The fact is, human beings, because of the reality of Adam and Eve’s fall into sin (chronicled in Genesis 3), are no longer able to have an unblemished and unadulterated picture of who God really is and how a person can know and relate to Him. Thus, God provided a special communication to us concerning Himself through what we call the Bible, and supremely through the person of Jesus Christ. But while many know and embrace this special communication, not everyone believes in or has access to it. Some are ignorant, some choose to ignore it, some choose to refute and destroy it, and some choose to twist and rewrite it.
All of this highlights the fact that Satan is a real threat to humanity’s ability to understand and know God. The adversary delights in deceiving and drawing people away from God and His truth (see 2 Corinthians 11:3 and John 8:44, for example). Thus, we would expect to find—and in fact do find—a multitude of counterfeits in the religious communities of the world.

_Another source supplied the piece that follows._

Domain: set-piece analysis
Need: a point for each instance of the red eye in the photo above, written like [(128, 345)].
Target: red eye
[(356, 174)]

The things I have just shared are potentially hard truths to face. In part three, we will conclude with some encouragements and recommendations concerning the Christian’s responsibility given the fact that people can be saved through Jesus Christ alone.
Sometimes I see what the word of God says and struggle with it emotionally. But as a Christian, I think it’s important to ask, am I willing to face this? Am I willing to do something unpopular and stand up and say to the world that there is only one mediator between God and men, the man Jesus Christ?